At least 40 dead after Ida brings record rainfall and state of emergencies to the Northeast

New York, New York - Mayor Bill de Blasio has declared a state of emergency in New York City after record rainfall, with at least eight reported deaths since the flooding began.

Cars are left stranded on the Long Island Expressway due to flooding from Tropical Storm Ida.
Cars are left stranded on the Long Island Expressway due to flooding from Tropical Storm Ida.  © IMAGO / UPI Photo

"We're enduring an historic weather event tonight with record-breaking rain across the city, brutal flooding and dangerous conditions on our roads," de Blasio tweeted late Wednesday.

"Please stay off the streets tonight and let our first responders and emergency services get their work done."

"If you're thinking of going outside, don't. Stay off the subways. Stay off the roads. Don't drive into these heavy waters," de Blasio cautioned.

Fueled by the remnants of tropical storm Ida, a record of around 3.15 inches of rain fell in one hour in Central Park in Manhattan late Wednesday evening, according to the National Weather Service.

Streets and apartments were under up to three feet of water in places and subway traffic came to a complete standstill.

The New York Times reported that at least eight people have died since the onset of flooding, seven in New York City and one in Passaic, New Jersey. Their identities have not yet been released. Some 5,300 homes were also without electricity.

At the US Open tennis championships, it rained so heavily that play at Louis Armstrong Stadium, which has a retractable roof, had to be suspended indefinitely.

In neighboring New Jersey, Governor Phil Murphy declared a state of emergency in response to Ida.

"We will use every resource at our disposal to ensure the safety of New Jerseyans," Murphy tweeted late Wednesday. "Stay off the roads, stay home, and stay safe."

Ida pulverized the previous record that tropical storm Henri had only set a week ago with 1.94 inches of rain in 60 minutes.

Overall, the summer of 2021 has not only been very hot and sunny in New York City, but also the rainiest in its history.

Update, September 2, 1:25 PM EST: Officials confirm 25 deaths and trains suspended due to catastrophic rainfall

At least 25 people are now confirmed dead in NYC and New Jersey, according to NBC News.

The deaths occurred in Queens, Elizabeth, New Jersey, and Montgomery County, Pennsylvania. An additional victim has also reportedly died in Brooklyn. The NYPD Commissioner said it appears the Queens home deaths were residents who lived in basement apartments.

New York, New Jersey, and Connecticut have all declared states of emergency. Viral videos showed cars piled on top of each other and widespread flooding of businesses and homes.
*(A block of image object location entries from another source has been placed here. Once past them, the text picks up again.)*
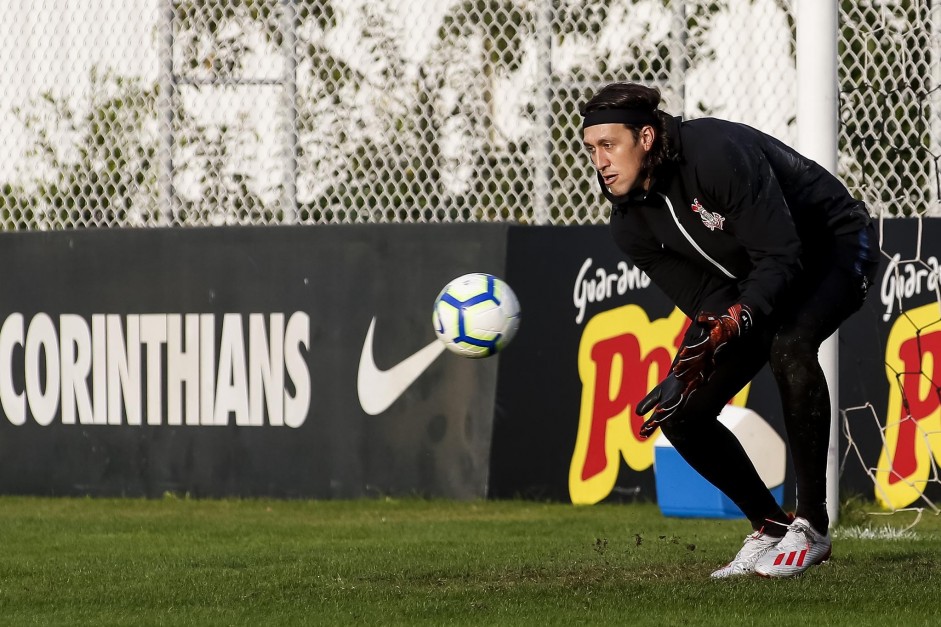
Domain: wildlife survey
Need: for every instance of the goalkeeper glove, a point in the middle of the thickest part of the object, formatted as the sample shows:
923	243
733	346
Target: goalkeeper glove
667	398
696	361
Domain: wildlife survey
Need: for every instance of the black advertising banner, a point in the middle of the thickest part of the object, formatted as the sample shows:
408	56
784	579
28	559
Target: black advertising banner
301	362
890	373
235	361
595	334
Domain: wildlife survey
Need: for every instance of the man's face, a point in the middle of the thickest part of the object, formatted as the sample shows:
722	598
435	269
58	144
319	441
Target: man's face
617	155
200,000 residents remained without power in the tri-state area on Thursday, and almost all NYC subway lines and NJ Transit trains have been suspended.

A tornado hit the South Jersey town of Millica Hill, decimating homes. Governor Phil Murphy toured the area on Thursday morning.

Update, September 2, 3:25 PM EST: More victims have died in Central New Jersey

There have now been 29 deaths due to the extreme flooding including a 2-year-old toddler, officials confirmed.

The additional victims were recovered in Central New Jersey.

Update, September 2, 5:50 PM EST: New reports claim at least 40 have died

The death toll from surge flooding in the northeast has risen to at least 40, according to updated reports.

President Biden addressed the nation on Thursday afternoon on the effects of Hurricane Ida and said FEMA was on the ground.

He said the storm was a "reminder that the climate crisis is here."

Mayor Bill de Blasio announced that a travel advisory would remain in effect for NYC on Thursday.